Saturday, August 13, 2011

CONVENTIONAL THINKING

If I'm not fooling myself -- which is always a possibility, of course -- the coming forward of a meaningful Democratic rival to President Obama is right on top of us.

Lately veteran journalist Jeff Greenfield gave us a lengthy rendition of the familiar incumbents-can't-be-dumped chant, which ended on the incongruous note that if things don't improve for him Mr. Obama may be the first chief exec since Chester Alan Arthur to be denied renomination. (Well, which is it?)

Another veteran journalist, Eleanor Clift, wrote that the Dems are too terrified of the Repubs to risk weakening their man and that as a result nothing is going to be done despite the liberals' discontent and outrage. She added that anyone who went after the first black president would be viewed as an enemy by the black community and so would be left without political prospects.

Let's consider that last point. Nobody has been hurt as badly by the failed economy as blacks have, and nobody will suffer more from the assistance cutbacks that Mr. Obama has just agreed to. To say that blacks will vote their race rather than their vital interests strikes me as cynical and even racist. Were I a white candidate opposing the president, I would make Harlem one of my first stops and would expect to make hay there.

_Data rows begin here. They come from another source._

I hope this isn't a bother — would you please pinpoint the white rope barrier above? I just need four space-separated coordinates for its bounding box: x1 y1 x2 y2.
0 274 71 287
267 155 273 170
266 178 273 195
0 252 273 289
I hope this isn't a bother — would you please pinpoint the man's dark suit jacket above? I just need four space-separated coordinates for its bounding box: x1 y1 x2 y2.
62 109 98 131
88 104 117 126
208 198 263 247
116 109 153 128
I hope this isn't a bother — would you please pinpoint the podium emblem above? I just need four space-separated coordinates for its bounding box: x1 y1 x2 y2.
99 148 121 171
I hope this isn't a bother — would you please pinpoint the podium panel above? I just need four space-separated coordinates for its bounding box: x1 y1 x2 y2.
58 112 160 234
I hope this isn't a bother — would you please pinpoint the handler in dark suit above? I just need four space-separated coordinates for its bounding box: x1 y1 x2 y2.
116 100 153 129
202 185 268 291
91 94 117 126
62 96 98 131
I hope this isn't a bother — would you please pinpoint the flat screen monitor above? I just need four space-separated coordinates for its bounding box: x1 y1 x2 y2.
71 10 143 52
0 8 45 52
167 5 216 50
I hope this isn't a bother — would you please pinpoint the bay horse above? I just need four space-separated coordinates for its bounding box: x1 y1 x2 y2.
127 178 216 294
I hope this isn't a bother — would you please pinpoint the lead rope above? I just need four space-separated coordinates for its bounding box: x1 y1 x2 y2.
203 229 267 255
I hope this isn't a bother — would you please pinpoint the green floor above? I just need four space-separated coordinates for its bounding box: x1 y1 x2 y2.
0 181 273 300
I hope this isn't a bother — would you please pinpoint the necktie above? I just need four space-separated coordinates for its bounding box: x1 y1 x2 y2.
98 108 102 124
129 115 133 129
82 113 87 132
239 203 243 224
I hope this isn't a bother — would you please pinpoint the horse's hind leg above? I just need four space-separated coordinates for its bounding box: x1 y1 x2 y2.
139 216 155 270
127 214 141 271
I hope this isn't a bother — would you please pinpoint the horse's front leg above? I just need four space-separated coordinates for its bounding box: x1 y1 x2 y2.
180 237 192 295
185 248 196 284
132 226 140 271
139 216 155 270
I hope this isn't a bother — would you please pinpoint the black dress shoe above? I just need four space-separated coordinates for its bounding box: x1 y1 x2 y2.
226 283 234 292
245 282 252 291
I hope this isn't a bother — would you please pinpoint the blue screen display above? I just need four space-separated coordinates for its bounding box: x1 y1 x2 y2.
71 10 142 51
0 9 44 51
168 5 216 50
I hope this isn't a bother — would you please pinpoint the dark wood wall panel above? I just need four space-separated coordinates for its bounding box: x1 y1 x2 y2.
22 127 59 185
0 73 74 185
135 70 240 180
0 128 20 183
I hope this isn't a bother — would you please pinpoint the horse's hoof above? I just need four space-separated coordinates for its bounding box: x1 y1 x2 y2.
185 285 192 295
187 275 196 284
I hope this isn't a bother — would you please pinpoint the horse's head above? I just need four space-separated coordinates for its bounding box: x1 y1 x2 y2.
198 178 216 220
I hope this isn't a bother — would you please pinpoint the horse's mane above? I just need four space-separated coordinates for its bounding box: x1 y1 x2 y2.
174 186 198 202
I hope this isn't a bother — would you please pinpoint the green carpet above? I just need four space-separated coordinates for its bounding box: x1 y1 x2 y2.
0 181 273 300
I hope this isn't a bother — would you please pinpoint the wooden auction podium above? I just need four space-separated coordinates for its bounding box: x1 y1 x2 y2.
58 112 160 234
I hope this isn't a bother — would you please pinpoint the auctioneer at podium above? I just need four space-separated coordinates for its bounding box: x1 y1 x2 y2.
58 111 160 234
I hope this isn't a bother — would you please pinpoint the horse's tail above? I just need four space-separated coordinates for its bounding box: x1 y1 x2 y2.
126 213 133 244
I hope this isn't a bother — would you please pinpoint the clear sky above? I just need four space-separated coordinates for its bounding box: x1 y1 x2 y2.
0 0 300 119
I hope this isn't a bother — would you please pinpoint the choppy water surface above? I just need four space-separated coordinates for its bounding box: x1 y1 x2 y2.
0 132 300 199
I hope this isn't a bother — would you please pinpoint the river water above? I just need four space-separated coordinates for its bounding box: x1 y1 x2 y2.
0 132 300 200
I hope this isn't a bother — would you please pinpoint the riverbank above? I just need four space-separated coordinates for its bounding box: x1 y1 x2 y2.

Yes, polls right now -- when there is no challenger -- say that most Dems and a high percentage of blacks want the prez again. But give us another option with a name and a face and a stirring message and I think that paradigm will quickly be replaced. A little shaking up and something that has been held on the surface only by inertia will sink to the bottom, while something unforeseen rises to the top.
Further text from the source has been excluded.